Urban space in contemporary Italy are currently contested sites where competing images of society, politics and citizenship are constructed and negotiated. While at a national level widespread xenophobic discourses classify migration as a security and public order problem, and define immigrants and their children as alien bodies in Italitan Cities, at a local level the leadership and cultural entrepreneurs of Turin based the city urban renewal on an image of  multiculturalism and inclusiveness with the aim to attract visitors and capital investments. As the intersection of such discourses shape the manifold ways through which (post)migrant bodies become represented perceived and addressed in contemporary Turin, this paper will address how such dynamics are negotiated by group of children of migration between 16 and 21 years old practicing capoeira and parkour in Turin public spaces. The focus on capoeira and parkour, two lifestyle sport which emplace the body in public space, enabled this study to highlight how group of (post)migrant youth used these practices to negotiate spaces and processes of inclusion, and exclusion, in Turin’s citycape. Capoeira and parkour represented meaningful sites of analysis, as practices wrought with contradictions indicative of current trends within Turin’s urban politics.

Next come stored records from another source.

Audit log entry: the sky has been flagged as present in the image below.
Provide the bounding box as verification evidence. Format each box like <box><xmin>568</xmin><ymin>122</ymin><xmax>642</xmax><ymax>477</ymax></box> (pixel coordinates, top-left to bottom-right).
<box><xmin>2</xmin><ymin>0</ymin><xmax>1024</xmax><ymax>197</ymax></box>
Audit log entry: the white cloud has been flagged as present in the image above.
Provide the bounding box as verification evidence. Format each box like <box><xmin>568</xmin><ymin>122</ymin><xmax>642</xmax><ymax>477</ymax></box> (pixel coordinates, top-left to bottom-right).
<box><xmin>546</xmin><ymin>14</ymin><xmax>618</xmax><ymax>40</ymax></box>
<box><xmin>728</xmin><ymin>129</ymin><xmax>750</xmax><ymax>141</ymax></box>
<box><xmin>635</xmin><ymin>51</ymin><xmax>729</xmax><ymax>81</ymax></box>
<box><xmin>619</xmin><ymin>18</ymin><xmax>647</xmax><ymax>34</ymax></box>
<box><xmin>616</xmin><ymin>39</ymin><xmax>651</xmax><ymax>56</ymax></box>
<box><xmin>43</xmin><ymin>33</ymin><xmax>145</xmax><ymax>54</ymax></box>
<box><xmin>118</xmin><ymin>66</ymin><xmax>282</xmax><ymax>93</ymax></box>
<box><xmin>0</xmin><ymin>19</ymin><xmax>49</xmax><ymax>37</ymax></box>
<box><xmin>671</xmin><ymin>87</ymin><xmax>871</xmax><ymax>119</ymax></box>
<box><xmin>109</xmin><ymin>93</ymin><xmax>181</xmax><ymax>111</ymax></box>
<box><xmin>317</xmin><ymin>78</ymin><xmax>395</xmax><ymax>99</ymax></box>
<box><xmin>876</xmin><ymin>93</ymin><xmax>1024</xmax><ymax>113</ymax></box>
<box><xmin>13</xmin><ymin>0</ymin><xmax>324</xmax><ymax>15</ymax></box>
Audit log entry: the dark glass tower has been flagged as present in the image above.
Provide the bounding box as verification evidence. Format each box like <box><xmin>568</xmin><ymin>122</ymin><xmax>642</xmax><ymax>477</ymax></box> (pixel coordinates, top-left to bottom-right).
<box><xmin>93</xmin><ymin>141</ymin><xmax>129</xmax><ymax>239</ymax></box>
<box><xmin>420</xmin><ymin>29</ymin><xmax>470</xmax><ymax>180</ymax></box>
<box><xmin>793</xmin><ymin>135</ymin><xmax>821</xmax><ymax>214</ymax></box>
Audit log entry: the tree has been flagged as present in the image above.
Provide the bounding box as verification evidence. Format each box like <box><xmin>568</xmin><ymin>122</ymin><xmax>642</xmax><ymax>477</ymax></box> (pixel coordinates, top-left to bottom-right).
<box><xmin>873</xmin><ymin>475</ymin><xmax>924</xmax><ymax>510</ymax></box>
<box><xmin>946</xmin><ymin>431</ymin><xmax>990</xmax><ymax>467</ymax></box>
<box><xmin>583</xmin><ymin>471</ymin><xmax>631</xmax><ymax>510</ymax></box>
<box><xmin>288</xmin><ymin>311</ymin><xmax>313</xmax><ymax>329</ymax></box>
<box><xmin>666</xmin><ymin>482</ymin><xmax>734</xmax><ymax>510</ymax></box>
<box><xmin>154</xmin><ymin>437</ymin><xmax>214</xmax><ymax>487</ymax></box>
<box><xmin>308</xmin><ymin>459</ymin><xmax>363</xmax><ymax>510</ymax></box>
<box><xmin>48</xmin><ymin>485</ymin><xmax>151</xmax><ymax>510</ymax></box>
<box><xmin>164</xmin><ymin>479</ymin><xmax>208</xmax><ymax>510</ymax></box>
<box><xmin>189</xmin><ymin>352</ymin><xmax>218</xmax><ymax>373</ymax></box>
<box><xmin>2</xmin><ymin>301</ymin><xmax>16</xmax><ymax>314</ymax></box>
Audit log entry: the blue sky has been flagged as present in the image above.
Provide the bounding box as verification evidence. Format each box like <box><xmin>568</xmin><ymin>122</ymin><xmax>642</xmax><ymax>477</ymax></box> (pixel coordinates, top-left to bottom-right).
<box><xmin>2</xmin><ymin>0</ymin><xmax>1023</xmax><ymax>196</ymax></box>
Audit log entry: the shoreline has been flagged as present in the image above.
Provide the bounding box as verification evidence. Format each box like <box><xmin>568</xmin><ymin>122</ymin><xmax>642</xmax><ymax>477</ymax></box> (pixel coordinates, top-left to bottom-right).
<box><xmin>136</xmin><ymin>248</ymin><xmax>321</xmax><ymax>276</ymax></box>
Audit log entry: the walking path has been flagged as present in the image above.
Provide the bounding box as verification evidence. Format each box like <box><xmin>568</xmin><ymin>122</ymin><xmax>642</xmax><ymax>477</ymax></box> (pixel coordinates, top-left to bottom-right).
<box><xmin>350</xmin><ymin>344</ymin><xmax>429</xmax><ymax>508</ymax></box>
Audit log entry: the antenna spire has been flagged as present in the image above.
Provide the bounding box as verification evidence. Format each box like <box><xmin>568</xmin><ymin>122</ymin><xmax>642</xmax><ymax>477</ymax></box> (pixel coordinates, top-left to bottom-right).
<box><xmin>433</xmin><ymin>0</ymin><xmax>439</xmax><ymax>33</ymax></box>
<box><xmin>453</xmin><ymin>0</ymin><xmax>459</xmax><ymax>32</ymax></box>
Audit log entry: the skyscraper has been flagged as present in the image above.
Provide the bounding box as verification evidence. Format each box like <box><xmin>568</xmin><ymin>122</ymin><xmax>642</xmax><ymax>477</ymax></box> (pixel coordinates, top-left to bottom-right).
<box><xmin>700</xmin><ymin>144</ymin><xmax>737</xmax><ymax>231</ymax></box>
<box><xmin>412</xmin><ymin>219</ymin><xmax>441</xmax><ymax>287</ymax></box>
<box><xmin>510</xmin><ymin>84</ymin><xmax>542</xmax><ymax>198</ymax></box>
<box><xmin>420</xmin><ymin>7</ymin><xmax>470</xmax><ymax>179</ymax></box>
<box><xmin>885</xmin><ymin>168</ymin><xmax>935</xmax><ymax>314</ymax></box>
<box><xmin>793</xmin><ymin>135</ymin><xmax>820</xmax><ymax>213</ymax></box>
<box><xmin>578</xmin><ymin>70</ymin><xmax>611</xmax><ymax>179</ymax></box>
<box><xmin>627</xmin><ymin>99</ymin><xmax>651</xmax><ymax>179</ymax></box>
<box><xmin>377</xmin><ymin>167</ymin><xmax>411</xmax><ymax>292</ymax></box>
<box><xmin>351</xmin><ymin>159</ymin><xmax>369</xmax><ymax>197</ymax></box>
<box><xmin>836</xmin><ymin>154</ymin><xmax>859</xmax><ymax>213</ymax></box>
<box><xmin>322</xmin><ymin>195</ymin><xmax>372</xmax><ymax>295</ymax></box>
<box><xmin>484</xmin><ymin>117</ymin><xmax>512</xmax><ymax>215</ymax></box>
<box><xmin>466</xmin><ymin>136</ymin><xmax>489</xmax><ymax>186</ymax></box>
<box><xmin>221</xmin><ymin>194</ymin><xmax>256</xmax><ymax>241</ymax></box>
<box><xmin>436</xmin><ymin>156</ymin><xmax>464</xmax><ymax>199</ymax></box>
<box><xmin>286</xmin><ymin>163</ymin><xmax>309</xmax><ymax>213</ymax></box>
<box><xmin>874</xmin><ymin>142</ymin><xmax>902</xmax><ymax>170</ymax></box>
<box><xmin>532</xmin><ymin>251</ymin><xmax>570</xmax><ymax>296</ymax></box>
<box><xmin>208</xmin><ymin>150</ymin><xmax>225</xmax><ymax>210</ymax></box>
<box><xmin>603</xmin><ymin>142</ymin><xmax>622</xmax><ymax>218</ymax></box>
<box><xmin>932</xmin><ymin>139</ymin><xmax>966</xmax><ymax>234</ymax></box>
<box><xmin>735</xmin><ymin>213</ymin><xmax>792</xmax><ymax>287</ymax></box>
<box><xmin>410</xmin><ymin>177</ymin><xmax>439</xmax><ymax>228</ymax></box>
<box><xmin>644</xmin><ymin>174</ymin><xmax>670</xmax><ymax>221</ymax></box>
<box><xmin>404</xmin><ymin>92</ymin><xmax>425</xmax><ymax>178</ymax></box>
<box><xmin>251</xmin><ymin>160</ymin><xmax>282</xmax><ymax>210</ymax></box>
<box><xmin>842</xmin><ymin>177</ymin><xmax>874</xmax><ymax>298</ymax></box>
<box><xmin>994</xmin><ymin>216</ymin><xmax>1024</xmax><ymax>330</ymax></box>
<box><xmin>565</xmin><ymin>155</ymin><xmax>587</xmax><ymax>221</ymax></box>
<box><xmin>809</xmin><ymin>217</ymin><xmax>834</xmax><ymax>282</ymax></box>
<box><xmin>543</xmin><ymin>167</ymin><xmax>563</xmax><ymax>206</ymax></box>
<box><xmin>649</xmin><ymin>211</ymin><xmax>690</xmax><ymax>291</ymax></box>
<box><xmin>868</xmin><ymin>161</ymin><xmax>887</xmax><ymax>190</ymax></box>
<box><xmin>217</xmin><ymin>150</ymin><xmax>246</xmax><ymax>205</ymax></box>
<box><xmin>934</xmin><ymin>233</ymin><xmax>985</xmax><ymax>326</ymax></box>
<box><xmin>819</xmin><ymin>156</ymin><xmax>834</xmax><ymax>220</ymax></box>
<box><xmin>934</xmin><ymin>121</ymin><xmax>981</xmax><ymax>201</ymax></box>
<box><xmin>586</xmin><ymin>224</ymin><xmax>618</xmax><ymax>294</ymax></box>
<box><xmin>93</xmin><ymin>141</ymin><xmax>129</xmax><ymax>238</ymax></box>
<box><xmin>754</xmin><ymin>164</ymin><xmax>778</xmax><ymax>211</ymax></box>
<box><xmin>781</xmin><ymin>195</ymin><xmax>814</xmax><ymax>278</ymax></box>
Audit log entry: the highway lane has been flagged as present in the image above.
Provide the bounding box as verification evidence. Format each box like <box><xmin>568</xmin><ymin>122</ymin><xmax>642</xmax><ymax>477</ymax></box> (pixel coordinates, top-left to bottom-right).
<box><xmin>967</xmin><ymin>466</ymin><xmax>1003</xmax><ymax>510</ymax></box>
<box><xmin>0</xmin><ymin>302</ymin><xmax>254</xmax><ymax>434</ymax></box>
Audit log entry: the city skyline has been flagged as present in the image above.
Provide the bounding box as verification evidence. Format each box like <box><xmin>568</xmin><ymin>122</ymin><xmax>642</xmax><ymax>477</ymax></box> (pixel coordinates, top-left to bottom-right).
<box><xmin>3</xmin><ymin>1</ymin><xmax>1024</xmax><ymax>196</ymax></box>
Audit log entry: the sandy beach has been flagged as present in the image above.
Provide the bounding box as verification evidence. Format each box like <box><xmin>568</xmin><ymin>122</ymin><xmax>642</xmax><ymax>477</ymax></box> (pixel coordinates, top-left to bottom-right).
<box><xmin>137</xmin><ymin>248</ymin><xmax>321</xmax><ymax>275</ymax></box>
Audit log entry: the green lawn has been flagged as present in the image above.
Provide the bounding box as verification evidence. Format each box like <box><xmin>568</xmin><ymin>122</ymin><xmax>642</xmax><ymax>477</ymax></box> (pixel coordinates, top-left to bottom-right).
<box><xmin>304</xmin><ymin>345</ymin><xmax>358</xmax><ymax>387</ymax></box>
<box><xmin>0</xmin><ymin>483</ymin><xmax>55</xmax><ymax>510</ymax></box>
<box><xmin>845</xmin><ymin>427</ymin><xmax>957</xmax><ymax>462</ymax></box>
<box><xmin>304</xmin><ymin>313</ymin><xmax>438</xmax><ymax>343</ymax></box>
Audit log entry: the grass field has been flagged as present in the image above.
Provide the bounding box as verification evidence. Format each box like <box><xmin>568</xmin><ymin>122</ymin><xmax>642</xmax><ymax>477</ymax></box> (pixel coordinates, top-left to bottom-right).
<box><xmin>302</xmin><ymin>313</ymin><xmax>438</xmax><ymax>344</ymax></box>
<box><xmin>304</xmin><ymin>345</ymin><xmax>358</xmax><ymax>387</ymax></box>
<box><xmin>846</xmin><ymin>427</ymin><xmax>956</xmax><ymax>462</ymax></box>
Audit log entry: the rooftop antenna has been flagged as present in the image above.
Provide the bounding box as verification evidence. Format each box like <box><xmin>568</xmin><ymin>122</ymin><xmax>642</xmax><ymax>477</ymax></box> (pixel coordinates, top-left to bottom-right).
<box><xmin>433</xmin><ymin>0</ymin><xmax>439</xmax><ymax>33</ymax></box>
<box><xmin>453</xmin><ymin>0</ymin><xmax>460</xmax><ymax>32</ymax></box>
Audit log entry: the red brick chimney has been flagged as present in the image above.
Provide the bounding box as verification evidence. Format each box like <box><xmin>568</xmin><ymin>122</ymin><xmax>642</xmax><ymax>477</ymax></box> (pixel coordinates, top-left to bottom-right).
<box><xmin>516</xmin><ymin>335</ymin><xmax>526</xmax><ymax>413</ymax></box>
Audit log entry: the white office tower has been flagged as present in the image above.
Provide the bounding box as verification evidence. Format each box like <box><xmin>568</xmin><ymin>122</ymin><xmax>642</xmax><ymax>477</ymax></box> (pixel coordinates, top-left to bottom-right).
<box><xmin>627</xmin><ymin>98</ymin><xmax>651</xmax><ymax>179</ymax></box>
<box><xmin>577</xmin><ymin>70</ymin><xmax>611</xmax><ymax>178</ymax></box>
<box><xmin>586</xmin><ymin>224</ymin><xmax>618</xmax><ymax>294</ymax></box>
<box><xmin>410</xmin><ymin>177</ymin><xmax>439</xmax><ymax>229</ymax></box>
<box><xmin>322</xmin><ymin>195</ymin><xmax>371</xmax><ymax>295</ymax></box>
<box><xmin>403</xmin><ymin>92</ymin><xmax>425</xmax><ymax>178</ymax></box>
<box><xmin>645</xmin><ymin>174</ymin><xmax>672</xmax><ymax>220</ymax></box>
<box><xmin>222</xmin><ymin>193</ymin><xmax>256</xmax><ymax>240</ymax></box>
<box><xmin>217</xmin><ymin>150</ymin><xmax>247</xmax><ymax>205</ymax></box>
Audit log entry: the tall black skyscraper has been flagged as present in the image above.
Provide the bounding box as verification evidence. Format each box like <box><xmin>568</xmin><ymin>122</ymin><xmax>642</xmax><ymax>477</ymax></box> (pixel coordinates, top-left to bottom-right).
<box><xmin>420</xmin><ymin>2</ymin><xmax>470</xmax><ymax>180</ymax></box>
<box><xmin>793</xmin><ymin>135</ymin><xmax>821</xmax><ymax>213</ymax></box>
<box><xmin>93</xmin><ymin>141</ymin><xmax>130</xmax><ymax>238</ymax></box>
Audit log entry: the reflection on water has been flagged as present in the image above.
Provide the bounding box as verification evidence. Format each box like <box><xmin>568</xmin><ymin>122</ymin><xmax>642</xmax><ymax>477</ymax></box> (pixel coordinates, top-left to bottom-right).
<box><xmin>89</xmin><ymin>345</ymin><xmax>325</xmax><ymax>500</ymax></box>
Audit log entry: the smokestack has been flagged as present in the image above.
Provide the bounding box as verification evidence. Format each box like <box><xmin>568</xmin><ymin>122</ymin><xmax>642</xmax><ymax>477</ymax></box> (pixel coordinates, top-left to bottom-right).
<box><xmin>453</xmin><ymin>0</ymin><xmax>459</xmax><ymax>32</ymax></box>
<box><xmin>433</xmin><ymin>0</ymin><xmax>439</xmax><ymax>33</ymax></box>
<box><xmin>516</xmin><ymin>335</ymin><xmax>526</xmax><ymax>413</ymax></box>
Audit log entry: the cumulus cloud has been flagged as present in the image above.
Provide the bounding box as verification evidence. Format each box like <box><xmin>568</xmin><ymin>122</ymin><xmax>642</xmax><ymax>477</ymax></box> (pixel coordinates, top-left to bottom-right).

Both disciplines are abundantly endorsed by public-private events celebrating Turin’s renewal, vibrancy and diversity. However, the participants’ engagement with capoeira and parkour in Turin’s regenerating citycape, enable to illuminate the shifting meaning of citizenship in the context of research, and articulate it to the reciprocal constitution of bodies space, and power relations in less-than-coherent assemblage of neoliberal urban regeneration.